SAS may have already started to reverse its fortunes following a drastic saving plan in November that will save it 2.8 billion kroner annually.
According to the Association of European Airlines, SAS’s passenger numbers grew by 6.5 percent this year compared to the European average of 4.6 percent.
SAS’s relative growth has been even more rapid in recent months as traffic across Europe slowed while SAS’s passenger numbers remained stable.
“SAS’s advantage is that the company operates mostly in the part of Europe least affected by the economic crisis,” Jacob Pedersen, a senior analyst at Sydbank, told Jyllands-Posten. “The Nordic region and Northern Europe have not been as affected by the debt crisis as Southern Europe where airlines have been having a harder time.”
Pedersen is also impressed that the company was able to successfully raise ticket prices after several years of falling prices.
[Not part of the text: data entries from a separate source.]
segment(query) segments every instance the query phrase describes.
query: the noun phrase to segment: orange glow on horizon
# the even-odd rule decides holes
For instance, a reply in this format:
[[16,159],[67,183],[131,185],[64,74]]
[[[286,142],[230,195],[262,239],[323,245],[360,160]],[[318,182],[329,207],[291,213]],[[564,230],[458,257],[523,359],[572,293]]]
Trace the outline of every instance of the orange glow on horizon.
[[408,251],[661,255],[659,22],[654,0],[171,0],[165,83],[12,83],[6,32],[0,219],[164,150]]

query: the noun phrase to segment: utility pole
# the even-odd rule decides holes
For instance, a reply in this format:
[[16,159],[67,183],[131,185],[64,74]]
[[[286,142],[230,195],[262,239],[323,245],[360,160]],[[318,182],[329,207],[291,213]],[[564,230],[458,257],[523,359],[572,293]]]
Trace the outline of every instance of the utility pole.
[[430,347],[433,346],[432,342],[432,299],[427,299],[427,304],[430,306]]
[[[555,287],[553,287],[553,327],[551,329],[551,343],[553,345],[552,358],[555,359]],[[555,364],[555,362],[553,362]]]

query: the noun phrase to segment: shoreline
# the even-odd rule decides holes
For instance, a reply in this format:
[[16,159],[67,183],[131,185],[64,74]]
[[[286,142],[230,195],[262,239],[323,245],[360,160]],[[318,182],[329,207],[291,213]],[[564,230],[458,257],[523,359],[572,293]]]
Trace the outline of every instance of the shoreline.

“It’s positive that SAS has managed to increase traffic despite the company’s great challenges and the several weeks of uncertainy over its future,” Pedersen said. “But SAS still needs to prove that it can earn money.”
Pedersen added that he expected the company to post a profit when it announces its earnings for this financial year, which ended in October.
The savings plan was agreed in November after tense negotiations with staff and unions about accepting essential pay cuts − without which the company would not have been able to make the savings.
Following the deal, SAS announced it would aggressively expand its traffic capacity with 45 extra routes, particularly during the summer months, which would put it in direct competition with low cost carriers such as Norwegian and Vueling.